Butterfly mosaic sculpture brings uplifting message to Torrey Hills Center
The Torrey Hills community gathered Nov. 1 to celebrate the unveiling of a new sculpture at Torrey Hills Center, “The Unbridled Spirit of a Child.”
Three forms, in brilliant yellow, shades of blue and swirls of multicolored mosaics, reach to the sky to touch butterflies, surrounded by new landscaping and a small trickling fountain.
The sculpture gave colorful new life to an old concrete fountain that had been at the heart of the center on Carmel Mountain Road.
Carmel Valley mosaic artists Helen Segal and Barbi Dorfan created the work, which features more than 2,000 ceramic butterflies painted by local neighborhood school children as part of The Butterfly Project.
The Butterfly Project, which started at Carmel Valley’s San Diego Jewish Academy six years ago, seeks to create 1.5 million painted ceramic butterflies to represent the children lost in the Holocaust.
“How lucky we are that we have this gorgeous artwork in our community,” said Cheryl Rattner Price, Butterfly Project co-founder and executive director. “It’s breathtaking.”
On that Sunday afternoon, people filled the center around the new sculpture, receiving samples from center vendors and enjoying a performance from the little dancing butterflies from Scripps Performing Arts as they awaited the unveiling of the sculptures, which had been covered in sheets.
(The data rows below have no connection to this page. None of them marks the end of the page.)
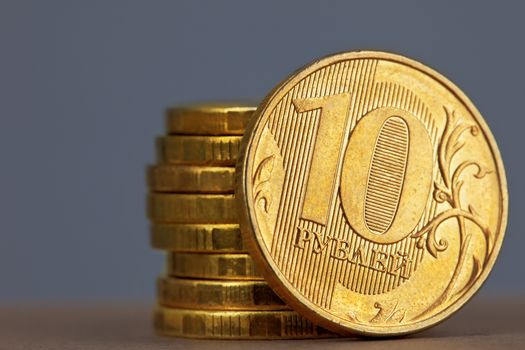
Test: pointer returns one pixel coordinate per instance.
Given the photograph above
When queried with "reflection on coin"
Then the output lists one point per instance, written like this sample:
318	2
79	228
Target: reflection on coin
373	193
188	178
218	295
219	238
212	266
192	208
209	119
236	324
200	150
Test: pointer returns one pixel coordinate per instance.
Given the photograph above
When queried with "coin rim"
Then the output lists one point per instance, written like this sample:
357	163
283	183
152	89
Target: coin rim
252	235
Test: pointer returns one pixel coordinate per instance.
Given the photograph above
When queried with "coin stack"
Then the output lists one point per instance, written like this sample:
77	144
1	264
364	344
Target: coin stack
211	287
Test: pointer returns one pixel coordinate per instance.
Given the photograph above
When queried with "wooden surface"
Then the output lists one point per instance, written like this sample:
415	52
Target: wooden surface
497	323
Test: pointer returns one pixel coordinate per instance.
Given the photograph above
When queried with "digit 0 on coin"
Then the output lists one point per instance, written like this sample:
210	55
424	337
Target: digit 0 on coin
372	194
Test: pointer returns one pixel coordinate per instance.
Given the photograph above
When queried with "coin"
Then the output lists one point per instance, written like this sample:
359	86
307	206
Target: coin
235	324
192	208
218	238
189	178
212	266
218	295
373	194
200	150
209	119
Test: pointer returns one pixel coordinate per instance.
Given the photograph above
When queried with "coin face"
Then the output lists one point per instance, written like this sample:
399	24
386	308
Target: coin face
372	194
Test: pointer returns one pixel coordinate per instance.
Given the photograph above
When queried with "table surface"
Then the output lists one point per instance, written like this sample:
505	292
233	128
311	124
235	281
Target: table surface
484	323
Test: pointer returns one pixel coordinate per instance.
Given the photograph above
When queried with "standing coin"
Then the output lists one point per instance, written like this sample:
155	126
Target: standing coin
373	194
209	119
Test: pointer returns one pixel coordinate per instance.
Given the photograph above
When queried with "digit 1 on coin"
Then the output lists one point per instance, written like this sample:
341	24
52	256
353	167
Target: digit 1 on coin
390	173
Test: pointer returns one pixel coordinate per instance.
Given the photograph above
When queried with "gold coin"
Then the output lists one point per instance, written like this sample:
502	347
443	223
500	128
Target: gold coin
235	324
209	119
212	266
217	295
188	178
200	150
218	238
192	208
373	194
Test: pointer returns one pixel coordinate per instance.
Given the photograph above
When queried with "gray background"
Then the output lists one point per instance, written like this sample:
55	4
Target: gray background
83	86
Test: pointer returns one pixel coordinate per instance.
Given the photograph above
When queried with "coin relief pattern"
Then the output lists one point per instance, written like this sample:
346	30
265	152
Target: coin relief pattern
358	182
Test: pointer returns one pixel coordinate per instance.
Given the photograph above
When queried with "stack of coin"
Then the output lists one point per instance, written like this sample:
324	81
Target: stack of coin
211	288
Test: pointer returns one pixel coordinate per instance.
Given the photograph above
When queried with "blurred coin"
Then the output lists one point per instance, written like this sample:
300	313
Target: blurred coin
221	238
200	150
212	266
209	119
192	208
235	324
217	295
189	178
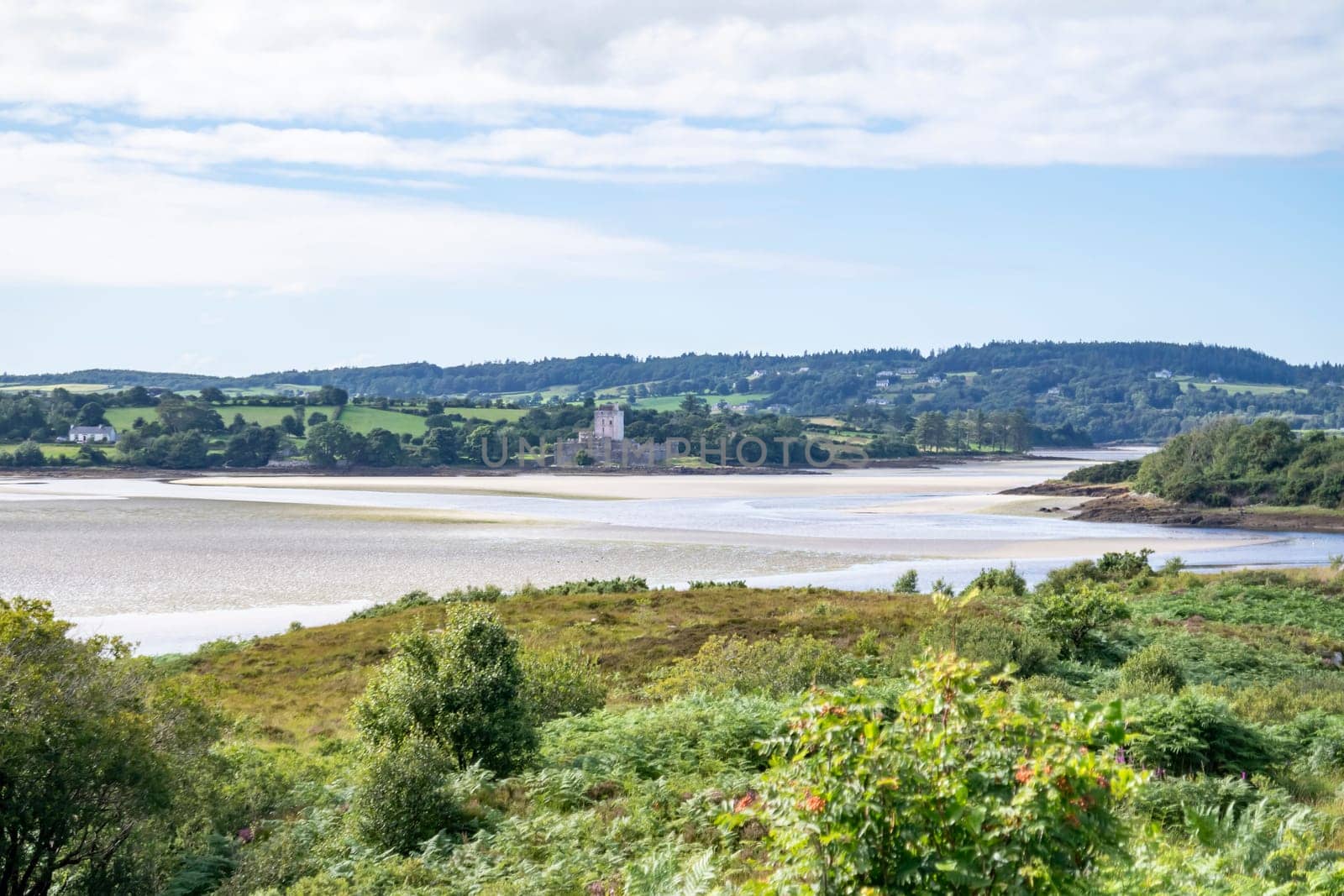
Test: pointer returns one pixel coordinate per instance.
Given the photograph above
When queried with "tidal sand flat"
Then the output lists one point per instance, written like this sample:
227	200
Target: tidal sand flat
181	562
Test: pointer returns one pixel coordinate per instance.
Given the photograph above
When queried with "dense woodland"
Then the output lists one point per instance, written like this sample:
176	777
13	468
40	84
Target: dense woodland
1261	463
1116	730
1102	390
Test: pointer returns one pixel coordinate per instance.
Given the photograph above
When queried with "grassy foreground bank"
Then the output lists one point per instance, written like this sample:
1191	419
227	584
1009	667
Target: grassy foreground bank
1115	730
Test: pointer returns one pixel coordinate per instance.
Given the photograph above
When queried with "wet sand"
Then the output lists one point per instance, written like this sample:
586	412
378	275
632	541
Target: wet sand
178	562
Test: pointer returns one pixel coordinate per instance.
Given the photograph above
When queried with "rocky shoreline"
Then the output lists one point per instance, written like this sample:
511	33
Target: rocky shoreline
1117	504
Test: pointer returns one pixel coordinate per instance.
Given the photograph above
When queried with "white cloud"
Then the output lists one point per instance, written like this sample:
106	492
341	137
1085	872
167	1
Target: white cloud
403	98
71	215
971	82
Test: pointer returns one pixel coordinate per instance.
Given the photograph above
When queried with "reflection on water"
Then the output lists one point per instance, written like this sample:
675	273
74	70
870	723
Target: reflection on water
230	559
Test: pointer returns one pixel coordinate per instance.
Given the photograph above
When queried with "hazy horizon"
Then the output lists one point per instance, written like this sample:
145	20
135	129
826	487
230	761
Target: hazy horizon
349	186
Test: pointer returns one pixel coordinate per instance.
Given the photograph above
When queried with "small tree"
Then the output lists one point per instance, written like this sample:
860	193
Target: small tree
327	443
1077	616
460	688
441	445
29	454
87	750
949	788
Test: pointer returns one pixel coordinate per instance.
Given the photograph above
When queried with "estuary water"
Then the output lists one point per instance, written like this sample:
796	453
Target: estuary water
174	563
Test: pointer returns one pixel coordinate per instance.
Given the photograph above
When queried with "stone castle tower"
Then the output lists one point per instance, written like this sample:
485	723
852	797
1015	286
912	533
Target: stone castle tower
609	423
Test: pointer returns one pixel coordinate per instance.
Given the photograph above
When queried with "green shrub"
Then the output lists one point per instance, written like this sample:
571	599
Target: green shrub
1005	580
1105	473
694	736
29	454
992	640
1167	799
629	584
948	788
1112	567
1075	618
768	667
1194	734
460	688
1155	669
407	794
562	681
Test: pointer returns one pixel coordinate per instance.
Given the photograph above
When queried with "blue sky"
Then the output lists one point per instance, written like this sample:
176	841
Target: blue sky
223	191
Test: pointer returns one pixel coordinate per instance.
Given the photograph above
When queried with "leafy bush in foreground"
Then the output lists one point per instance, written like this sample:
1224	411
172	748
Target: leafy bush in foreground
1075	618
776	668
460	688
947	789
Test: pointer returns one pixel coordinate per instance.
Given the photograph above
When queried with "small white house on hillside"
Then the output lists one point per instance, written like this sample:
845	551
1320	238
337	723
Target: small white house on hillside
82	434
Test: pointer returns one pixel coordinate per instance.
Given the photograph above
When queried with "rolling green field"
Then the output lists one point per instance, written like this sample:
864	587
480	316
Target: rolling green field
124	417
1254	389
674	402
548	394
84	389
366	419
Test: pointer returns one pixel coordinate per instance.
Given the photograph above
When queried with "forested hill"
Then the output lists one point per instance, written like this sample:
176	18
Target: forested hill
600	371
1105	390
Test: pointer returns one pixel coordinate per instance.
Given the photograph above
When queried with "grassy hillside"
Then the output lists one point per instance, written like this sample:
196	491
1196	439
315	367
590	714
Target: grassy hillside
1151	731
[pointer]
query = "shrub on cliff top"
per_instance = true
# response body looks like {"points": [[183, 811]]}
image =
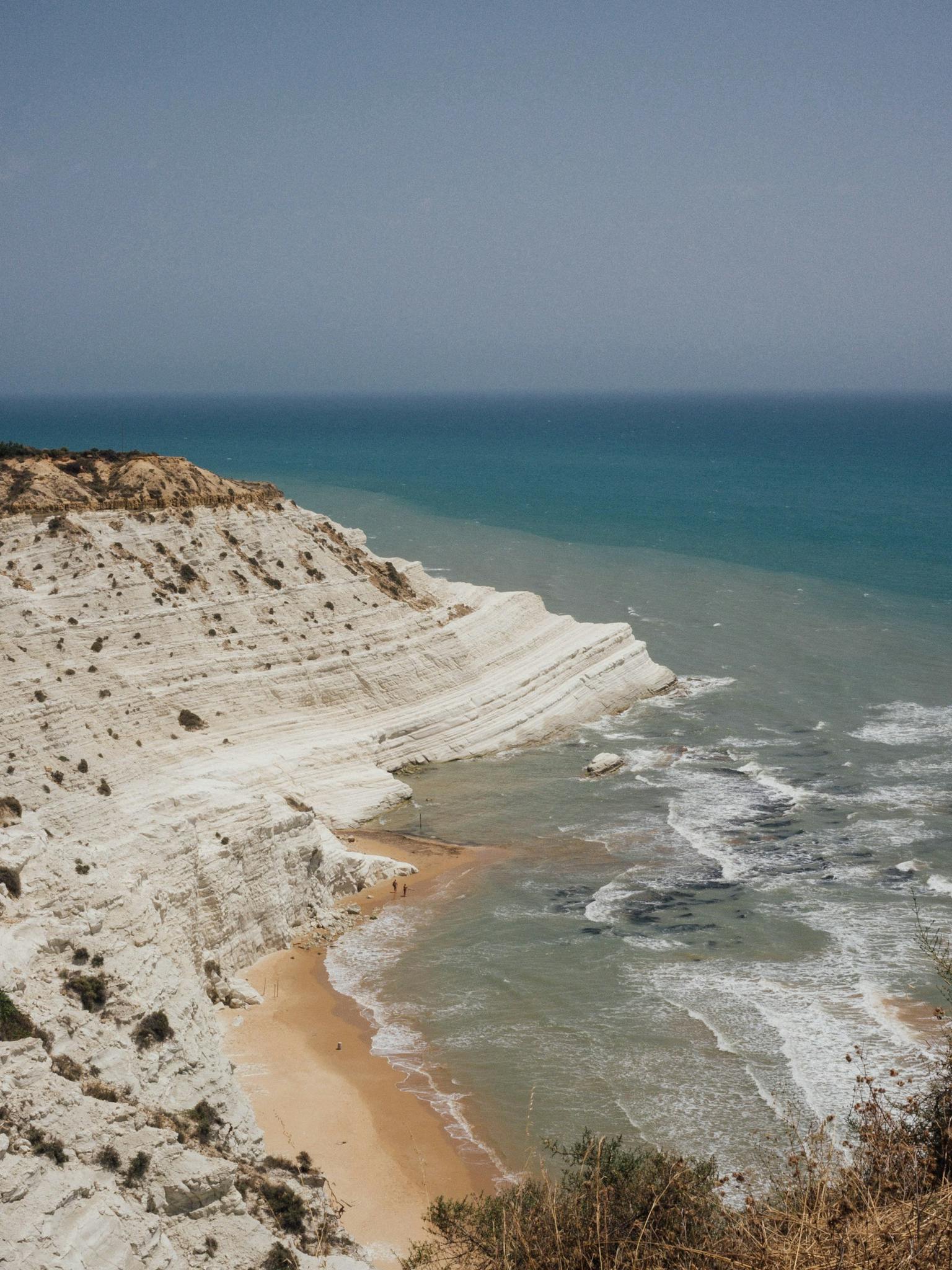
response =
{"points": [[206, 1121], [280, 1259], [287, 1207], [12, 881], [14, 1025], [11, 807], [90, 990], [50, 1147], [152, 1028], [108, 1158], [136, 1169]]}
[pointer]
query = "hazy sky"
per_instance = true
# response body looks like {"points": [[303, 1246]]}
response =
{"points": [[296, 195]]}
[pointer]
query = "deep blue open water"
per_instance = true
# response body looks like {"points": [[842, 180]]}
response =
{"points": [[684, 951]]}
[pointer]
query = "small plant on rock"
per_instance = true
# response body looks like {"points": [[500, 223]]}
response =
{"points": [[50, 1147], [286, 1206], [11, 881], [136, 1169], [152, 1028], [206, 1121], [280, 1259], [90, 990], [108, 1158], [14, 1025]]}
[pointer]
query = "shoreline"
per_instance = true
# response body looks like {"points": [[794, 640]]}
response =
{"points": [[385, 1151]]}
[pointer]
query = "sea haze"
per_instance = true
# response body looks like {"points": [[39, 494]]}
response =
{"points": [[683, 951]]}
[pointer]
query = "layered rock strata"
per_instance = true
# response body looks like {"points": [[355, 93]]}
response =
{"points": [[200, 681]]}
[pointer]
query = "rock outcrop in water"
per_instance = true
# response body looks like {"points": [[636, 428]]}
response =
{"points": [[200, 681]]}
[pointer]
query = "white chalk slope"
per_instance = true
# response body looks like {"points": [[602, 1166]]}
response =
{"points": [[312, 671]]}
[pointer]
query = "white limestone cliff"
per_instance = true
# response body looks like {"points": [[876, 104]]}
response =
{"points": [[193, 695]]}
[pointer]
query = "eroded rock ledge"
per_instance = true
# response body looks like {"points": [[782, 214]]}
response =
{"points": [[196, 691]]}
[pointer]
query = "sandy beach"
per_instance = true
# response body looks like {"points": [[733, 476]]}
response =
{"points": [[385, 1152]]}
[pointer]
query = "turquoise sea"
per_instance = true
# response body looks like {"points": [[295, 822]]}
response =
{"points": [[685, 951]]}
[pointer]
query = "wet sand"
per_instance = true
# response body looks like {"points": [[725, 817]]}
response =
{"points": [[385, 1152]]}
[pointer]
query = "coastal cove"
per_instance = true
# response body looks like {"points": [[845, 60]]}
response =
{"points": [[682, 951], [306, 1061]]}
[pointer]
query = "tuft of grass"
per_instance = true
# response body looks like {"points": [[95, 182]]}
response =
{"points": [[151, 1029], [108, 1158], [12, 881], [205, 1119], [280, 1259], [14, 1024], [90, 990], [286, 1206], [191, 722], [50, 1147], [136, 1169]]}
There were gasps and applause when the sheets were finally taken away.
Torrey Hills Center owner Gary Levitt said he was wowed by the number of people in attendance and was proud at the results of his efforts to transform a tired, 10-year-old fountain into something special.
Levitt said he has hoped to create a community center, not just a shopping center.
“There’s always someone sitting in this area. It’s become an important part of the community,” he said.
Price said thanks to Levitt, Segal and Dorfan’s vision, the sculpture will have a lasting meaning for everyone who sees it.
Butterfly Project Co-founder Jan Landau said the project is a “teacher’s dream” and said that from its humble beginnings at SDJA, more than 130,000 butterflies have been created worldwide.
“Children feel gratitude for the lives they have and learn the importance of treating others well so the world becomes a much greater place,” said Landau.
The artists were also overwhelmed by the turnout, the culmination of a long summer spent inside the “quagmire of the fountain.” Segal, who sculpted the life-size forms before they were coated in pieces of colorful mosaic tile, thanked all of the center vendors and community members who supported them while they worked.
“Everybody around us just encouraged us so much,” Segal said. “It was amazing to see the outreach from everybody.”
Segal expressed her gratitude for Dorfan, her “comrade in art,” and said that the project was an enormous amount of fun.
“Helen’s vision and creativity knows no bounds,” Dorfan said.